超能力を使いたくなるとき
きっと誰しもが一度は超能力が使えたらなと思ったことがあるのではないだろうか。それは空を飛べるようなものから、相手の心がわかるものとか、ありえなさそうなものから、ありえそうなものまで。
でも、残念ながら少なくとも僕には超能力を使うことができない。だから、使える人にとっては、どうでもいい話なのであるが、何かちょっと遠くにあるものをその場に引き寄せる能力でもないかと思うことがしばしばある。
僕は寒いのが苦手で、この文章もふとんの中で書いている。どんな作家だ!っとツッコまれるかもしれないが、でも、寒いものは寒いからしょうがない。しかも、もう7月であるのにである。ほんとこの寒さはなんとかして欲しいものであるが、でも、それはただ僕が寒がりなだけであるということでもあるのである。

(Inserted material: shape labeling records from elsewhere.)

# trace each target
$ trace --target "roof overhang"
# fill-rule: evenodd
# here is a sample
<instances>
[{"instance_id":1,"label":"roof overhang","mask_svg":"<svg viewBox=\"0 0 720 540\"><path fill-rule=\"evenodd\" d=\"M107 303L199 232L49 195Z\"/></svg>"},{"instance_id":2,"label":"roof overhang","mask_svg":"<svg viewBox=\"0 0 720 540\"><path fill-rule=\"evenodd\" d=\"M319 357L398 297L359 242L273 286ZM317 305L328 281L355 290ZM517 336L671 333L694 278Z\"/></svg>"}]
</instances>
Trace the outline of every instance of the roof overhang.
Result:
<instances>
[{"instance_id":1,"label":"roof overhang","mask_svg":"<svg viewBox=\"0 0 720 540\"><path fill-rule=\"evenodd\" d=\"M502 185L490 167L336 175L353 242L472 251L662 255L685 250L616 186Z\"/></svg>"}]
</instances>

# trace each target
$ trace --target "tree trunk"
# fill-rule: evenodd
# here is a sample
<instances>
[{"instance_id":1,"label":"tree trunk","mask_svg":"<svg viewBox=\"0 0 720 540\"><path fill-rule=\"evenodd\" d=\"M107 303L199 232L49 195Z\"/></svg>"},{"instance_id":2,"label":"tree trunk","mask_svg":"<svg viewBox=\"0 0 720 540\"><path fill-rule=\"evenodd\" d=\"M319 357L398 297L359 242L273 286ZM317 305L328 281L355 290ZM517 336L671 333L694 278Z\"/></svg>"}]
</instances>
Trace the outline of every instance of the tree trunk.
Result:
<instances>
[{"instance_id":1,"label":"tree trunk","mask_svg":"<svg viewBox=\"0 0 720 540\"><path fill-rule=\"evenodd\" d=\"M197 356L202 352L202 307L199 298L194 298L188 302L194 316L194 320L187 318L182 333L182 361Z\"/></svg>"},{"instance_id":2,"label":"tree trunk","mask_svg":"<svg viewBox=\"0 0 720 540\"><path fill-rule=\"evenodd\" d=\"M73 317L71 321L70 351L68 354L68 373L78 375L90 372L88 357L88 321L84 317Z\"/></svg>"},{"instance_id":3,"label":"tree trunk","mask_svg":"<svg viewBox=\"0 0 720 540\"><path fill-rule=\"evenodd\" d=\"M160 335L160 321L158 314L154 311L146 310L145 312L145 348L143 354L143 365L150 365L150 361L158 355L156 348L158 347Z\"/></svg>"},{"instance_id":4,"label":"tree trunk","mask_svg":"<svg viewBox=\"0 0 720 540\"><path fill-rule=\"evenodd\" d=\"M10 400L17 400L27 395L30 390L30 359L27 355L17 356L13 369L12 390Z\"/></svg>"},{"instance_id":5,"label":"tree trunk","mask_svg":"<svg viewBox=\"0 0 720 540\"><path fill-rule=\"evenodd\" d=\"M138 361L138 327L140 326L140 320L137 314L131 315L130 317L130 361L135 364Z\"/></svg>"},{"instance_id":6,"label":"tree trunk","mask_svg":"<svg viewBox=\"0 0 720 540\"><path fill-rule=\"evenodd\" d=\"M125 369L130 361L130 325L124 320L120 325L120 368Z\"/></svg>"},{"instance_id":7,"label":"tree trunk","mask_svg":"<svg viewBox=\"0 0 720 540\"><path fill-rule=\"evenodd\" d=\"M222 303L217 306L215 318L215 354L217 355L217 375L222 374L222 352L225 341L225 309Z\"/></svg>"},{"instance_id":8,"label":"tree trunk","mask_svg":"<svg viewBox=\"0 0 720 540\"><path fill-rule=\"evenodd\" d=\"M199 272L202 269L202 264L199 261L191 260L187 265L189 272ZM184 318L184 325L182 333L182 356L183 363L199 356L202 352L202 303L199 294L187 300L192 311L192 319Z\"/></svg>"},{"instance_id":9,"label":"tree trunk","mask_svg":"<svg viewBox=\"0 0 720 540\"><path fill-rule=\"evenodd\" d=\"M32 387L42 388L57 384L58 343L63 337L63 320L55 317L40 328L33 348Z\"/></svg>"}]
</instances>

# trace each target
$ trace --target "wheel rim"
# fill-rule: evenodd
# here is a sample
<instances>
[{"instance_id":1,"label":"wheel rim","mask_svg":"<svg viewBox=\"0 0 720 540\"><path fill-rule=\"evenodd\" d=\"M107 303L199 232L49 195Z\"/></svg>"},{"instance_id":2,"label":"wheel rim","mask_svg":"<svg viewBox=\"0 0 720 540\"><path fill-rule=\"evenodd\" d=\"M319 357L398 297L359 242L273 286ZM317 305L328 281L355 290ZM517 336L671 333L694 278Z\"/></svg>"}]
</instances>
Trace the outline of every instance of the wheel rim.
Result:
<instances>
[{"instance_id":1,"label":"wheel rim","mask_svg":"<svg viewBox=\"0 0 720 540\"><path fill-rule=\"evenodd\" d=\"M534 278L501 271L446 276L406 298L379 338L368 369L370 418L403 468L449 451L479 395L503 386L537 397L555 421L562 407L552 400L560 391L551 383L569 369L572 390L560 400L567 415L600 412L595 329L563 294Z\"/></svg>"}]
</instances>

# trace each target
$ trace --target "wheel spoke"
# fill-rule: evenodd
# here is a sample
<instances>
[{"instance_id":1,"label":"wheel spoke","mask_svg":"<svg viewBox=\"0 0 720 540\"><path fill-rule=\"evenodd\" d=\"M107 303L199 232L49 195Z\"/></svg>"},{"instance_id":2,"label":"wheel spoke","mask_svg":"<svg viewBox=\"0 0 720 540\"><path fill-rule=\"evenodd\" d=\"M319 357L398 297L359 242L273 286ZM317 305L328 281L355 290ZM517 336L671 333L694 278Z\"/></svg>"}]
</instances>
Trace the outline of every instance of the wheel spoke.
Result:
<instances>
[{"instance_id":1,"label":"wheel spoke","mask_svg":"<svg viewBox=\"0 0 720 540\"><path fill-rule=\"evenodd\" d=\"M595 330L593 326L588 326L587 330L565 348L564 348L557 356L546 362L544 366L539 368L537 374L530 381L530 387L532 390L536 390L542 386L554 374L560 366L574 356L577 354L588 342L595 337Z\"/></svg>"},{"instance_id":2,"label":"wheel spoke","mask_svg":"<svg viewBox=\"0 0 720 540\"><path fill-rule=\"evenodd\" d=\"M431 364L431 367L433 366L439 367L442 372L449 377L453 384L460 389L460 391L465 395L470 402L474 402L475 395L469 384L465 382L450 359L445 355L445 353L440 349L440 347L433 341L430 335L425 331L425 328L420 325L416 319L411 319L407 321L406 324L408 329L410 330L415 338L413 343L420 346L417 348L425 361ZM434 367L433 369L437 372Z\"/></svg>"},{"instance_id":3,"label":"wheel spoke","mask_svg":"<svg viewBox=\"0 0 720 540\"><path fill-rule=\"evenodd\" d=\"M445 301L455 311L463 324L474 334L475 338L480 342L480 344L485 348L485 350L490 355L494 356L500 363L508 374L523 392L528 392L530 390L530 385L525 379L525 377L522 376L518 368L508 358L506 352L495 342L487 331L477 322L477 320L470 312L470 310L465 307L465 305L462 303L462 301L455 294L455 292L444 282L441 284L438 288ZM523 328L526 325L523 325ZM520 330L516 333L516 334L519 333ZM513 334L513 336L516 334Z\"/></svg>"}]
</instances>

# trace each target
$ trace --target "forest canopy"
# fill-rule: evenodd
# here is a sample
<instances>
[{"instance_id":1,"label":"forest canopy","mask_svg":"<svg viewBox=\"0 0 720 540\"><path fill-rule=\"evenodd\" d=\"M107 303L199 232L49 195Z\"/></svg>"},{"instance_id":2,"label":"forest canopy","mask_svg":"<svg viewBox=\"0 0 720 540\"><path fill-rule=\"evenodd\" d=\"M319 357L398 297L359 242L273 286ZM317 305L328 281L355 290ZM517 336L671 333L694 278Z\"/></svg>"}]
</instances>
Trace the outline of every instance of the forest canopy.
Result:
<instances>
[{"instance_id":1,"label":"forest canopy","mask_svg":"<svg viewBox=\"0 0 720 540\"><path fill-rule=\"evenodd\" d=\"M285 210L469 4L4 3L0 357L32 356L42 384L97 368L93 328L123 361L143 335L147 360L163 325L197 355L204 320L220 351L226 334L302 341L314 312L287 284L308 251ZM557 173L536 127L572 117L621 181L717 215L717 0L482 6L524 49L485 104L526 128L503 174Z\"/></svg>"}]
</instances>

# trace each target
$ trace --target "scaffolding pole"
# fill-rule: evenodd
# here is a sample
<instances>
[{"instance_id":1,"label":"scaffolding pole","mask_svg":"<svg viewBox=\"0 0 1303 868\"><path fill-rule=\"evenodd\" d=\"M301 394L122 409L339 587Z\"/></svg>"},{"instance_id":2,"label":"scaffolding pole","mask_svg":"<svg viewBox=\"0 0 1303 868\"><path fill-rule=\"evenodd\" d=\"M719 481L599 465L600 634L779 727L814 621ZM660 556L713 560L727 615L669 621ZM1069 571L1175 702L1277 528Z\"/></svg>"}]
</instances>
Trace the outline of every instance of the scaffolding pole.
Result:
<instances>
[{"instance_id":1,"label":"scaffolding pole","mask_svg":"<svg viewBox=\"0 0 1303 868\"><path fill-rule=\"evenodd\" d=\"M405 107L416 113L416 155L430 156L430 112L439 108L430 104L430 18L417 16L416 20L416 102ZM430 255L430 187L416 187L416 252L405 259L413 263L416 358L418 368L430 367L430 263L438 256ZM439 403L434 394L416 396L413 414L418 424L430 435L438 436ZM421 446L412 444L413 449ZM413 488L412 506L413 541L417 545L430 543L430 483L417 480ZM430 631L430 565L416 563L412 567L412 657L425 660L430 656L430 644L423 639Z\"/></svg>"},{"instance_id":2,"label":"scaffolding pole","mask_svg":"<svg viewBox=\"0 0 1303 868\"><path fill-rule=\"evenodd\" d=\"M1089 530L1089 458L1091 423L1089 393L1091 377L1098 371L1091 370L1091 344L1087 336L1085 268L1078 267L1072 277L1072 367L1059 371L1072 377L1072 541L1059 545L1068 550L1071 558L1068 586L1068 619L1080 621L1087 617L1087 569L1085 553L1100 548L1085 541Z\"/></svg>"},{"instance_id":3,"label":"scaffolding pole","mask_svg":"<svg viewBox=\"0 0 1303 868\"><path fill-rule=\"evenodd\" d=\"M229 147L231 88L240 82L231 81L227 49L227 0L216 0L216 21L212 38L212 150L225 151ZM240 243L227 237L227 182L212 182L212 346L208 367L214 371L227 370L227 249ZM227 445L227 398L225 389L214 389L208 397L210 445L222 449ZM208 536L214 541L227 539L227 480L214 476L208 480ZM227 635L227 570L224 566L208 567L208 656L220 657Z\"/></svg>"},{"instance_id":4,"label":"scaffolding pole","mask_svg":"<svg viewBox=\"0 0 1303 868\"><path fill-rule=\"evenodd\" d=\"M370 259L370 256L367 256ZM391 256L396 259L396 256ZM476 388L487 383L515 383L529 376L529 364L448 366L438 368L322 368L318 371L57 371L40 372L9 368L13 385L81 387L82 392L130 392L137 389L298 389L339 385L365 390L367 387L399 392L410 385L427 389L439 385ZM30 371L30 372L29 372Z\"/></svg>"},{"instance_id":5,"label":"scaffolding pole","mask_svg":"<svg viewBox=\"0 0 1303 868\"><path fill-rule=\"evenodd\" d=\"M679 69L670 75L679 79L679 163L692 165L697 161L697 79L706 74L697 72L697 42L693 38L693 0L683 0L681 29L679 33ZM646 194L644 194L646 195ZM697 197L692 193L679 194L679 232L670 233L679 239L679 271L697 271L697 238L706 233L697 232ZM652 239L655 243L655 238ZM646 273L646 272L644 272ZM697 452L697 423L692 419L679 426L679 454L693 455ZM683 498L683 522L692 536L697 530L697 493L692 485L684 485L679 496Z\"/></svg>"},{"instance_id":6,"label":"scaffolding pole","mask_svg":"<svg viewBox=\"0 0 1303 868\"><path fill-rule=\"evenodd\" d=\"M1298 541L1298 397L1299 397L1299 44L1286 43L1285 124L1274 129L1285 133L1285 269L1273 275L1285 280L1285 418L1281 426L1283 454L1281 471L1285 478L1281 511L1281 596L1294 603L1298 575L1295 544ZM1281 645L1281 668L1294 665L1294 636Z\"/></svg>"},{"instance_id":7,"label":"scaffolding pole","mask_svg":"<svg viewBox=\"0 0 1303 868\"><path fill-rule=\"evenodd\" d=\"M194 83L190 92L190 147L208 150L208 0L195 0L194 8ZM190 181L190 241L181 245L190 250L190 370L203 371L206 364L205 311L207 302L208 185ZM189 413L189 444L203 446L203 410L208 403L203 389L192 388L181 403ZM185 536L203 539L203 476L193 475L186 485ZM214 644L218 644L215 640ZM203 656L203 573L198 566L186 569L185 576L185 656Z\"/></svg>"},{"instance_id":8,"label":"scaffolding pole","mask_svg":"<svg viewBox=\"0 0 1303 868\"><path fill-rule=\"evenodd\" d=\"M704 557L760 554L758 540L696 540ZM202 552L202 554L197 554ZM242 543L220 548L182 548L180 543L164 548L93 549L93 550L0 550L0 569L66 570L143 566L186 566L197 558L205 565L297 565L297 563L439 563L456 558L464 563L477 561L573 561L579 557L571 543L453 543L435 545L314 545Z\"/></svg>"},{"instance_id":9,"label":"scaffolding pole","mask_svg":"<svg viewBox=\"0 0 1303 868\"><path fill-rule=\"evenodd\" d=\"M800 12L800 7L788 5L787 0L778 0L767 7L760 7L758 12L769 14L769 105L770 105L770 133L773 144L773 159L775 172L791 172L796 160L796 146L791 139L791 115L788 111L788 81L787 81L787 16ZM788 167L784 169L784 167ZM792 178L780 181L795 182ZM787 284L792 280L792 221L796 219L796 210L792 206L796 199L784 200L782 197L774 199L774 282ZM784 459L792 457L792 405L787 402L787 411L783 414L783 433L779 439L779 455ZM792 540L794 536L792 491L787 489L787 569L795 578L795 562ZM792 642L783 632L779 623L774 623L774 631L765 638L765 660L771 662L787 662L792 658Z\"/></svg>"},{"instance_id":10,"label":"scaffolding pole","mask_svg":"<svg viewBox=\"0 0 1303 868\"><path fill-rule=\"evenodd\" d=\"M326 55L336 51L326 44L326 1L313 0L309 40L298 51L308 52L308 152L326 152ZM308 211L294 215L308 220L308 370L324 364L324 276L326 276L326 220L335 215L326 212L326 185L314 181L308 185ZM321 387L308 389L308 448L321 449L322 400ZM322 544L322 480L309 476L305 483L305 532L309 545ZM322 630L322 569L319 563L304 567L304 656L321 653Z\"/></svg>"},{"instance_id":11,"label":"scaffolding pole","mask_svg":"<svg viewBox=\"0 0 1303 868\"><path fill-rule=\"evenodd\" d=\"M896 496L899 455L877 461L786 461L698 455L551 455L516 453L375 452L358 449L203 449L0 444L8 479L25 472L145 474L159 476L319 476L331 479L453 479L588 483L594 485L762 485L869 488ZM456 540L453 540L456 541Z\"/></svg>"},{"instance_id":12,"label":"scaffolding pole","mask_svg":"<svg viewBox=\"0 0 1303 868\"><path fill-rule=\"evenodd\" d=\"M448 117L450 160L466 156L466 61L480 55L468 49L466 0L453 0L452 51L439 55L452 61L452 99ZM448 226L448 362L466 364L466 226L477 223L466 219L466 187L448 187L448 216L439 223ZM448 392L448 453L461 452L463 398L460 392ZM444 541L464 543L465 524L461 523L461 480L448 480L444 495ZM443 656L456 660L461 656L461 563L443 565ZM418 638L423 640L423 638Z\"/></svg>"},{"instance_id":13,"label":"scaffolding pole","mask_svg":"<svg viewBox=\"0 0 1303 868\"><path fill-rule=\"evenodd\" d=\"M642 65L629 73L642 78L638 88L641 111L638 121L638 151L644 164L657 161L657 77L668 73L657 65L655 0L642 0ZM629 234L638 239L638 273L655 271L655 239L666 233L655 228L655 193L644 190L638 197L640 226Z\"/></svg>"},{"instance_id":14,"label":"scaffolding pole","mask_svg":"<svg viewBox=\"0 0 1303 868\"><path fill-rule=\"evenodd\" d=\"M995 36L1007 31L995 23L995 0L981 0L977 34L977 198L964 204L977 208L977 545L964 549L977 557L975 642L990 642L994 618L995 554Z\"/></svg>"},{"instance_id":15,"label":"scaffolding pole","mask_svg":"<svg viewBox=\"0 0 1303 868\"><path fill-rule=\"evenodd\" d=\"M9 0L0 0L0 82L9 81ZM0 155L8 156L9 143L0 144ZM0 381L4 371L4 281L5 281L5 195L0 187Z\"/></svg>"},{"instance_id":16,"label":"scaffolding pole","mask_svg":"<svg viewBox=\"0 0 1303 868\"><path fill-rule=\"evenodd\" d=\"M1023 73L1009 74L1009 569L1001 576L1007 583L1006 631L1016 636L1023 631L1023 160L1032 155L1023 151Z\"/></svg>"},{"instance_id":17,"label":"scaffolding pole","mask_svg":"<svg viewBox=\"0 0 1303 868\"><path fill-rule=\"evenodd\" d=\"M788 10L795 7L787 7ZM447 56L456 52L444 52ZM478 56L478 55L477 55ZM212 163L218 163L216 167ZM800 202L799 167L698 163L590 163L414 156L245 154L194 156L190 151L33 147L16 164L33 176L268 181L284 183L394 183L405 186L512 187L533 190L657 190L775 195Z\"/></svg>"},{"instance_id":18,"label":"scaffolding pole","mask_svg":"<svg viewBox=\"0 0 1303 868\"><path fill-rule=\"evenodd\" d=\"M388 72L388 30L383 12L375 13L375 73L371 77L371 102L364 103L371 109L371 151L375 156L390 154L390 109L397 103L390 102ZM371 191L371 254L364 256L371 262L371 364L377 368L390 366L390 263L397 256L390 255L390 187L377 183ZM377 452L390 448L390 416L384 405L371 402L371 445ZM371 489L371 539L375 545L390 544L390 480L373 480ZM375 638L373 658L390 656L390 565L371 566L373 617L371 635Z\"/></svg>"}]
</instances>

そんな時に、机の上にケータイがあるので、それをとりたくなる。でも、布団からは出たくはない。でも、とりたい。そのせめぎ合いになる。そんな時に僕はもし超能力を使えたらな、と思うのである。
本当にくだらないことだけど、でも、間違いなく欲しい能力のひとつである。それはもしかしたら、空を飛ぶことよりも多く使う可能があるのである。とても地味でくだらないけど使用頻度としてはもしかしたらかなり多いかもしれないのだ。
超能力を使う人たちが出てくる漫画は多いが、そういう人たちって特別な時しか超能力を使っていなくて、でも、実際のところは一番くだらないことが一番使用頻度が多いのかもしれない。もちろん、そんなのは漫画にはなかなか描かれないのであるが。
そういう日常的なことが一番力を使うのかもしれない。もし魔法が使えたら大魔法よりもきっともっともっと小さい魔法を使うことの方が多いだろう。消費MPの話とかではなく、使う場面の問題である。
だから、実は僕たちが欲しいと思っている能力というのは、何かだいそれたことをする能力とかではなく、本当に数メートル先のものを瞬間移動させたり、ちょっと手が伸びてそこに手が届いたりとかそんな能力を欲しているのではないだろうか。
そして、そういう能力って実は多くの人たちが持っていたりするのではないかと思う。それは、その人にとってはもう当たり前すぎて無意識でやっていることかもしれないけれども、ちょっとした冷蔵庫の中にあるもので、美味しい料理を作れるとか、夜どんなに遅く寝てもだいだい同じ時間に起きれるとか、どこへ行ってもちゃんと地図が読めるとか、一見、そんなの普通の能力でしょ、て思うものも、できない人からみたらそれはまるで超能力のようなものであって、一生かかってもそれはできませんというかやりたくありませんというのがほとんどで、僕たちは知らず知らずのうちにちょっとした超能力使っているのかもしれない。
でも、どんな思っていても、やっぱりケータイが瞬間移動することもなく、手がゴムのように伸びるわけでもなく、温かい布団からでて、それを取りにいかなければならないのである。そうなると、せめてふとんから出られる能力がほしいものだと思う自分はただの超能力に憧れる人間なのか、それともただのダメ人間なのだろうか。